Just Cause 4 : on y a joué 3h, comme un sentiment de déjà-vu, déjà-joué
À l’heure où Red Dead Redemption 2 cannibalise l’ensemble de l’espace médiatique et que de nombreux jeux ont préféré s’écarter de la route du bulldozer Rockstar Games, certains studios et éditeurs tentent quand même le pari de se lancer dans l’aventure de l’open world. C’est le cas de Square Enix et du studio Avalanche (Studio, pas Software) qui ont prévu de commercialiser Just Cause 4 pour le début du mois de décembre. Si ce n’est pas la première fois que le jeu est montré à la presse, cette nouvelle démo permettait en revanche de découvrir le jeu pendant près de 3 heures. Un laps de temps confortable pour vous livrer nos nouvelles impressions.
Trois ans. Cela fait déjà trois bonnes années que Rico Rodriguez n’avait plus fait parler de lui. Que le temps file. Que le temps est ingrat aussi. Car à vrai dire, même si Just Cause 3 avait réussi son pari de nous proposer un jeu bac-à-sable fun et sans prise de tête, on ne peut pas dire qu’il nous ait laissé un souvenir impérissable, faisant ainsi de lui un titre aussi amusant à jouer que vite oublié. En effet, Avalanche Studios avait fait le pari de miser sur le concept de l’open world au service du joueur, lui offrant un terrain de jeu où il peut faire ce qu’il veut, sans aucune limite, du moment qu’il prenne plaisir à utiliser les outils mis à sa disposition. Un peu comme l’a fait Nintendo avec son Zelda Breath of the Wild, où l’histoire et la narration étaient aux abonnés absents. C’est un parti-pris, aux antipodes des jeux Rockstar par exemple, qui mettent un point d’honneur à nous raconter des histoires toujours plus folles, toujours plus marquantes. Ayant conscience que ce manque d’intérêt peut nuire à la longue à sa série, les développeurs d’Avalanche Studios ont décidé d’intégrer une histoire plus poussée, plus travaillée et mieux écrite pour Just Cause 4.
ME LLAMO RICO
On se retrouve alors avec ce postulat de départ : après avoir mis fin aux agissements du général Di Ravello sur l’île de Medici, l’archipel où Rico Rodriguez a grandi, notre mercenaire à l’accent chantant continue de travailler pour son compte et se retrouve alors à combattre un nouveau groupuscule répondant au nom de la Main Noire. A sa tête, une certaine Gabriela Morales qui fait vivre un vrai cauchemar aux habitants de Solis, une nouvelle île où il faisait bon vivre avant que la dictature ne plonge le pays dans la terreur. Ayant pris parti du côté des rebelles et de Mira, la cousine directe de Gabriela, Rico s’est donc juré de faire chuter cet empire et d’empêcher le projet Illapa d’être mis en œuvre. Immense infrastructure météorologique juchée en haut des montages, cette base truffée de soldats et armée jusqu’aux dents est à l’origine de dérèglements climatiques qui engendrent de nombreux cataclysmes sur le territoire. Ouragan de force 12, tempête de sable aveuglant, blizzard ultra puissant, ces éléments ravageurs de Dame Nature sont un nouvel obstacle pour l’ami Rico. Bon, vous l’avez compris, l’histoire ne pisse pas bien loin, et en attendant de vérifier si Avalanche Studios a réellement fait un effort d’écriture, on imagine qu’il s’agit avant tout d’un – nouveau – prétexte pour implémenter quelques nouveautés pour justifier l’apparition de ces catastrophes naturelles.

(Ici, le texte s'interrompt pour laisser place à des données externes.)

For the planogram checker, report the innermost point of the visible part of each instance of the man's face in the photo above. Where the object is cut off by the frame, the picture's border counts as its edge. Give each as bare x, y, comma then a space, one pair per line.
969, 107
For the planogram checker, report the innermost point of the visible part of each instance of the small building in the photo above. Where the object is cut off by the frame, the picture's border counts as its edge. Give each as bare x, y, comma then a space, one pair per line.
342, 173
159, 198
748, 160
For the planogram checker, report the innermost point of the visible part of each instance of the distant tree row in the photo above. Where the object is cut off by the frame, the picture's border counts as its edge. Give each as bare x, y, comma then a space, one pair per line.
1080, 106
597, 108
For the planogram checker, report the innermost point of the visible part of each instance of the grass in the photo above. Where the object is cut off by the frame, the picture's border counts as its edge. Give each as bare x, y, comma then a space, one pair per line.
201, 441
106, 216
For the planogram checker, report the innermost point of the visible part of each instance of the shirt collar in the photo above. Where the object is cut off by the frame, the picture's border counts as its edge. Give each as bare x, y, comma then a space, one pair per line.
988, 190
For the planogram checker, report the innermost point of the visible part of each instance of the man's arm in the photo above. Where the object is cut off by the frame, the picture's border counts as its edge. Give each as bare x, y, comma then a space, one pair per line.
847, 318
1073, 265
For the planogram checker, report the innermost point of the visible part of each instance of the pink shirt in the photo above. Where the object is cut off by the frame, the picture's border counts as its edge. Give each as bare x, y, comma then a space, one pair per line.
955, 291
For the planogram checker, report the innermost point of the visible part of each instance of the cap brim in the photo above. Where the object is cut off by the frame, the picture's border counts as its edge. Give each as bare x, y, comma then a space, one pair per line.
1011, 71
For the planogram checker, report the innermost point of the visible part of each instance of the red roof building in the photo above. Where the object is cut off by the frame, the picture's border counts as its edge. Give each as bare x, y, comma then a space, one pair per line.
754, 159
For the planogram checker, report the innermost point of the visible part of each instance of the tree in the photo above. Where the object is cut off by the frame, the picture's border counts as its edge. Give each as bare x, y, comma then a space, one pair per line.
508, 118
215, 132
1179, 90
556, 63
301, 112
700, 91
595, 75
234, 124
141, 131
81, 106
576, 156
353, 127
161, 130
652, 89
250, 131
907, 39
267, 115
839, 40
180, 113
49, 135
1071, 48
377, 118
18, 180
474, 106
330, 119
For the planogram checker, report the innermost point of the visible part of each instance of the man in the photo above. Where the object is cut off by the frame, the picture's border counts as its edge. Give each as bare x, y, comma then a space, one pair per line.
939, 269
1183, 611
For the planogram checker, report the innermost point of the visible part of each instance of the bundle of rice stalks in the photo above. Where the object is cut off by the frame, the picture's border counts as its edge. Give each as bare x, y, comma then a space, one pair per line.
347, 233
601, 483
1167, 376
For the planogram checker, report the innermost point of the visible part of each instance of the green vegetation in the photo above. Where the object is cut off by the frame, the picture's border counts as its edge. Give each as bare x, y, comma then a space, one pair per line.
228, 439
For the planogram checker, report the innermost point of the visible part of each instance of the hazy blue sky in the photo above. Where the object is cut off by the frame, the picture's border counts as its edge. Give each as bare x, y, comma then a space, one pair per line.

CATASTROPHES PAS SI NATURELLES
Intégrer un véritable système météo dans les open world semble être la nouvelle lubie des développeurs de jeux vidéo, leur objectif étant de rendre leur jeu plus crédible et plus immersif. C’est donc dans cette optique que l’île de Solis a été façonnée, avec un terrain de jeu faisant pas moins de 1 024 km², ce qui en fait la map la plus grande jamais créée par Avalanche Studios. Assez proche de la Bolivie dans ses environnements, Solis n’hésite pas à proposer des paysages plus variés selon les régions qu’on explore. On a en effet pu se balader dans des décors de type désert aride, jungle luxuriante (beaucoup), des montagnes enneigées, des lieux plus paradisiaques avec de lagons bleu cyan et des lieux plus urbains aussi. Sans surprise, et comme c’est le cas dans beaucoup de jeux d’aujourd’hui, la map est évidemment accessible d’entrée de jeu, et il est même possible d’apercevoir d’emblée (et au loin) quelques-uns des cataclysmes auxquels il faudra faire face. Lors de notre démo, on a d’ailleurs pu expérimenter la tempête de sable, aux commandes d’un train blindé et armé d’un puissant canon histoire de repousser les attaques ennemies, qu’elles soient terriennes ou aériennes. Une mission plutôt bien rythmée, variant d’ailleurs le gameplay, puisque proposant juste après des phases de shoot à pied où Rico ne pouvait ni déployer sa wingsuit ni son parachute, la tempête le clouant systématiquement au sol. Dans un titre comme Just Cause 4 où l’intérêt premier est de s’élever dans les airs, cette proposition de gameplay boots on the ground était alors une agréable surprise, obligeant le joueur à appréhender le jeu de manière totalement différente.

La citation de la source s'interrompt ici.